Several thousand people demonstrated in front of Spain's Superior Court of Justice in Catalonia this morning, while current president Artur Mas arrived, flanked by 400 mayors from all over Catalonia, and gave testimony on charges that he misused his office in order to allow a 'participatory process' that allowed Catalans to overwhelming vote in favor of Catalan independence last November 9, 2014. About 2.3 million people (out of 5.5 million) voted, despite scorn and threats from the government, as well as its non-official nature.
The testimony comes on the 75th anniversary, to the day, of the execution by firing squad of Catalonia's earlier president Lluís Companys, who was dragged back from France by the Gestapo and then summarily tried and executed by Francisco Franco's troops. These had the gall to try the president for rebellion, despite that it was Franco and his followers who took up arms against their own government, and that Companys was a democratically elected president, indeed the only incumbent president in Europe to ever be executed. France and Germany apologized for their part in capturing Companys; Spain has repeatedly refused to annul the sentence or apologize for its actions. Whether calling the current president to testify on this date was intentional or not, we do not know, but they evidently saw no need to change the date, once they learned of its significance.
President Mas made a statement at the Catalan Government building a little while later in which he took full responsibility for the vote, but refused to accept that any criminal charges should be brought in consequence. He explained that the Catalan government's actions on the vote could be divided into three periods: First, the government had passed legislation allowing for a non-binding referendum and that he had signed a decree to hold the vote on September 27, but that the Spanish Constitutional Court had suspended the legislation and the decree in record time on September 28 and 29.
On October 14, the president announced that the government would carry out a 'participatory process' with the help of citizen volunteers, and the Spanish government limited itself to scornful comments about said process over the course of the next 15 days. The Catalan government did help organize during those 15 days, but there was no prohibition against it.

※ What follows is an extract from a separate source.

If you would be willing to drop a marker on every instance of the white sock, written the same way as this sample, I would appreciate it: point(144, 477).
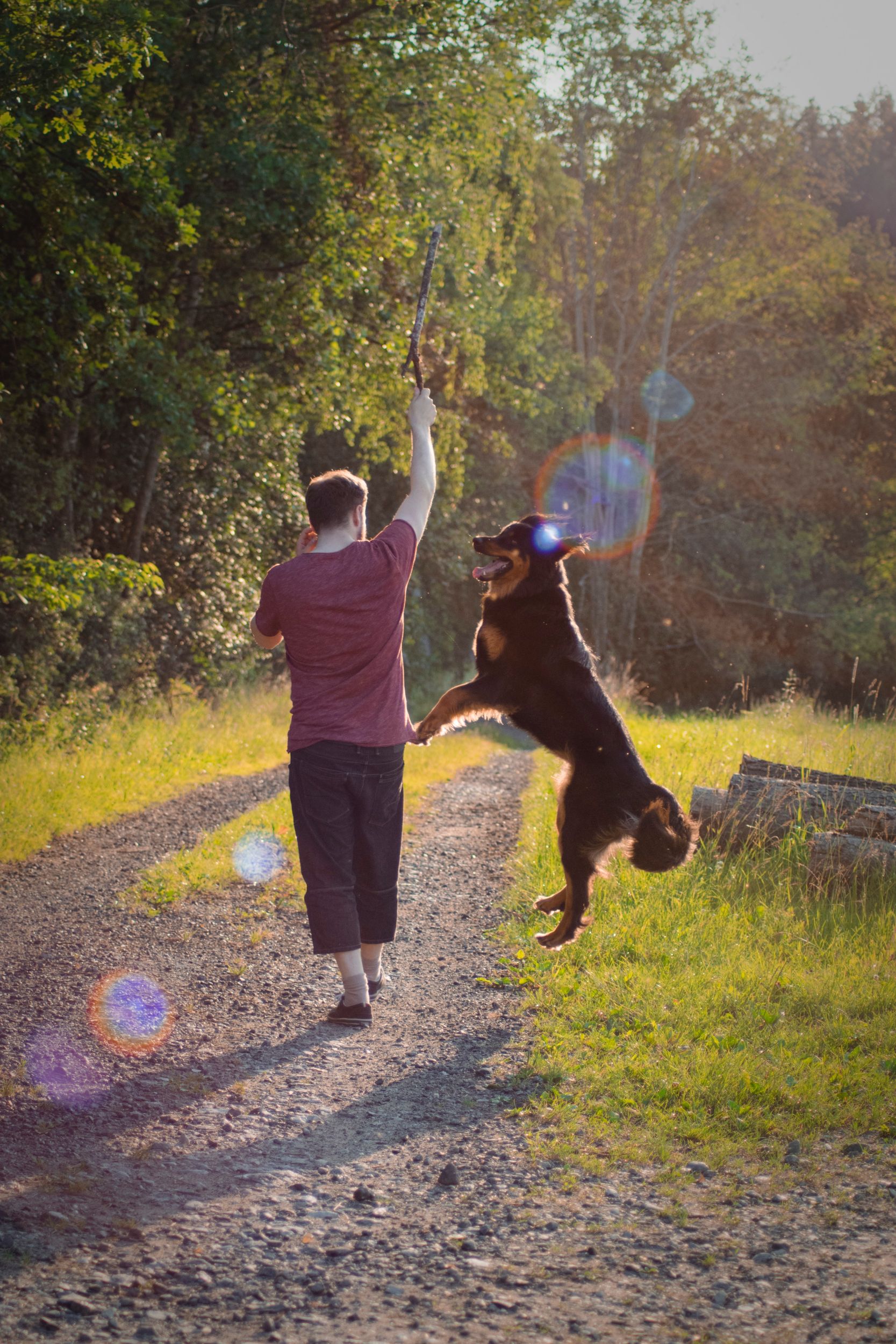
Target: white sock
point(372, 960)
point(351, 968)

When the Spanish government realized that the vote would be successful, the Constitutional Court disallowed the new format as well, but that didn't happen until four or five days before the vote. The President said that after that point, the Catalan government issued no additional orders nor instructions, thereby complying with the prohibition, and that it was volunteers who carried out all actions related to the vote. He also asked whether any Spanish government body had made any move to stop the participatory process and wondered why only the Catalan government was being held to account. He also noted that the Spanish government had disobeyed the Constitutional Court rulings on many occasions with no consequences.
You can find my Storify of the President's remarks.
Former Vice President Joana Ortega, and current Education Minister Irene Rigau gave testimony on Tuesday, another infamous day, the anniversary of the execution of Francesc Ferrer i Guàrdia, the promoter of the Modern School (Escola Modern) in Barcelona.
It's enough to make you think Spain is itching for a confrontation. And to convince you that it doesn't know a lot about democracy.